We know next to nothing about Zanetti, other than that he contributed to a a collection entitled Flores praestantissimorum virorum
, and he wrote this tutor. We surmise, therefore, that he might have been a violinist. Or not?
consists of a set of dances by various (un-named) composers for quartet (Canto, Alto, Tenore, Basso) with tablature alongside normal notation, and occasional bowing (T = tirare = downbow, P = pontare = upbow). The level, unlike the two Rognonis, is quite elementary, but it demonstrates a few extremely interesting points:
1) exclusive use of 1st position and open strings (no 4th finger),
2) that the bass instrument was tuned a tone lower than the modern cello Bb-F-C-G
3) bowing - which seems to be designed to get to the ‘goal’ on a down bow, with the minimum of adjustment. “As it comes” looks to be the guiding rule, and if starting a strong beat with an up bow is the easiest way to achieve a down at the end, then so be it!

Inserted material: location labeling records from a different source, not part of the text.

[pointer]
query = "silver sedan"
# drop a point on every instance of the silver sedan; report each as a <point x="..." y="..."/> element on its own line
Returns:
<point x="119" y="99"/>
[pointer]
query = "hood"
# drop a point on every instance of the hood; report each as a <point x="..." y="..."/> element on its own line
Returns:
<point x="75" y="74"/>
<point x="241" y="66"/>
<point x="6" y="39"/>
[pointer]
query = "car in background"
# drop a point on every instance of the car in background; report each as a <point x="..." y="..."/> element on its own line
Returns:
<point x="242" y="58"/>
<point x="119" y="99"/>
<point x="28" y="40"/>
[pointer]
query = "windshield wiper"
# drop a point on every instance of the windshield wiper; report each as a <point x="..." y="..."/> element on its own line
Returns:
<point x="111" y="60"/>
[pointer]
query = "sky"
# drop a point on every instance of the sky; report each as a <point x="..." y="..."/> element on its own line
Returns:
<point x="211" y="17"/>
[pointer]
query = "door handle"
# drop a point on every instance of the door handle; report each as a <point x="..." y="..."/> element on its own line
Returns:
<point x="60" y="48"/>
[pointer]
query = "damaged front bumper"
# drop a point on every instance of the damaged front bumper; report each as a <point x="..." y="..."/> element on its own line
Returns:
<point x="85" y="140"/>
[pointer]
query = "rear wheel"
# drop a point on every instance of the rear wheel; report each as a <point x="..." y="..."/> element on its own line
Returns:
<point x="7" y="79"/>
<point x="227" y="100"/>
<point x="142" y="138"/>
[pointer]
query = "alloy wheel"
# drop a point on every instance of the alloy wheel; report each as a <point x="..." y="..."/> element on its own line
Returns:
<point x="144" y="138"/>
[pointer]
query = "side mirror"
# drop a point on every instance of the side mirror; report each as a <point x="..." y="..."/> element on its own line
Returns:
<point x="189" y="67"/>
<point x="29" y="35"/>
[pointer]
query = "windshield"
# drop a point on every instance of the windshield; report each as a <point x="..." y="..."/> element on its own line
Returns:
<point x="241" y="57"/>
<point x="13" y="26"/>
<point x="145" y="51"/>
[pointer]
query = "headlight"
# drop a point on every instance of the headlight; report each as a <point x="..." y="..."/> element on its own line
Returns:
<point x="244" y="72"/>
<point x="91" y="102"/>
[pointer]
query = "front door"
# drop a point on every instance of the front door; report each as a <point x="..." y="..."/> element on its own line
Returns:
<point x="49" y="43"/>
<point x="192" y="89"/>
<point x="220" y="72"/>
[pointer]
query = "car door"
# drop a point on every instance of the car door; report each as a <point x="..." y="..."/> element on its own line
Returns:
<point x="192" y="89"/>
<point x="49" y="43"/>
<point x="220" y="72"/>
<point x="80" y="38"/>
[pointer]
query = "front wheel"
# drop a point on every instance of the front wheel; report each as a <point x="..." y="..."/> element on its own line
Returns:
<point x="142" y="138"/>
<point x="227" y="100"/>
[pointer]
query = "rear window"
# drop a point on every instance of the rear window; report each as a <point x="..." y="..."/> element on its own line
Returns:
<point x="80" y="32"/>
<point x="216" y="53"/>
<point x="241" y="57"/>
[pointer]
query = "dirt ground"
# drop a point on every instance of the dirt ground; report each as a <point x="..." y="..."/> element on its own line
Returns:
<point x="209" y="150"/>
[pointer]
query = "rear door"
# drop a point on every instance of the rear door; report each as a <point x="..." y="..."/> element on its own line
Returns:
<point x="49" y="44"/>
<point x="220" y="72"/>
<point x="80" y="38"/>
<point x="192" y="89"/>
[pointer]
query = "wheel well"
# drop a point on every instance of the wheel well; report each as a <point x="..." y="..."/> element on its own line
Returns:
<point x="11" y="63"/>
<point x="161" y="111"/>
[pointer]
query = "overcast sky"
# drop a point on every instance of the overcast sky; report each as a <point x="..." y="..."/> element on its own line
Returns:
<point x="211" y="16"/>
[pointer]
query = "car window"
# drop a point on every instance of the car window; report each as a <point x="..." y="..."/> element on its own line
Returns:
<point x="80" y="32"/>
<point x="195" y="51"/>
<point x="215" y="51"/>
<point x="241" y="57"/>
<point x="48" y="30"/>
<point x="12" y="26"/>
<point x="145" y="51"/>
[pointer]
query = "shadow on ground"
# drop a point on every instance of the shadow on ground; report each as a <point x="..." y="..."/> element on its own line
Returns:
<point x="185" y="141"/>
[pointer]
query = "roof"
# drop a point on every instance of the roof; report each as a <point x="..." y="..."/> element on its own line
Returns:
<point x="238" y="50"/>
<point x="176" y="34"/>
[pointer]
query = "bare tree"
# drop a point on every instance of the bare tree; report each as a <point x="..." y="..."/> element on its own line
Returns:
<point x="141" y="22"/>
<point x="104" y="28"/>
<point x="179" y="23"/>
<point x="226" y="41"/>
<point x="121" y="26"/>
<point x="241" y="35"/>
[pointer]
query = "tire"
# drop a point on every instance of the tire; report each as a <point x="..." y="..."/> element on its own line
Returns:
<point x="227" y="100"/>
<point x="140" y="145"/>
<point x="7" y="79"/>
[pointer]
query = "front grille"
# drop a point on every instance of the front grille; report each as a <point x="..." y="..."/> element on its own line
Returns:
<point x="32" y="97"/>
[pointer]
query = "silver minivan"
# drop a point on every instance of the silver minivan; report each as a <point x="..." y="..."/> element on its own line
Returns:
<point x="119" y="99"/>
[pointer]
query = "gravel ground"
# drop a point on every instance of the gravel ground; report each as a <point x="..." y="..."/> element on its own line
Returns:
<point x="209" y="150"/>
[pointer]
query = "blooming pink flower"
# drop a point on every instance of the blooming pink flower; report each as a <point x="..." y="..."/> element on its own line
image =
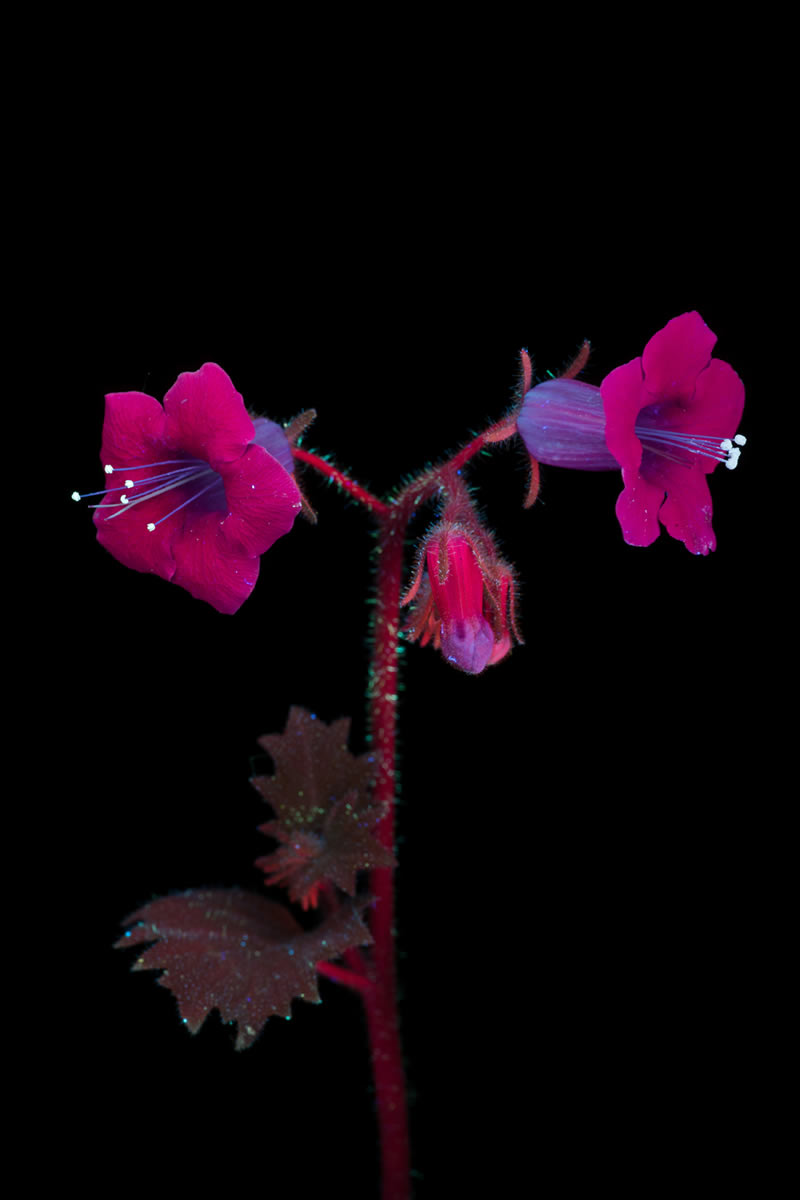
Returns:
<point x="666" y="418"/>
<point x="203" y="490"/>
<point x="464" y="600"/>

Here is an example - the Galliard di Santino detto la Muzza (put into score for ease of understanding, you can follow the links to see the original tablature and parts).
Here one can clearly see some of the issues. There are many places, where I cannot understand any organising principle - for example, compare the Tenore and Basso in bars 15-17; they have the same rhythm, but the Basso adjusts with a down-bow on the third beat of bar 15 (awkward?), and the Tenore on the third beat of bar 17 (also awkward?).
Ultimately, I'm not sure how seriously we should take this source. Could these bowing directions be devised simply for beginners who might have difficulties with adjustments (two ups following on another, or a new down on a barline)? To regard this source as a reflection of contemporary professional practice seems somewhat optimistic, I fear.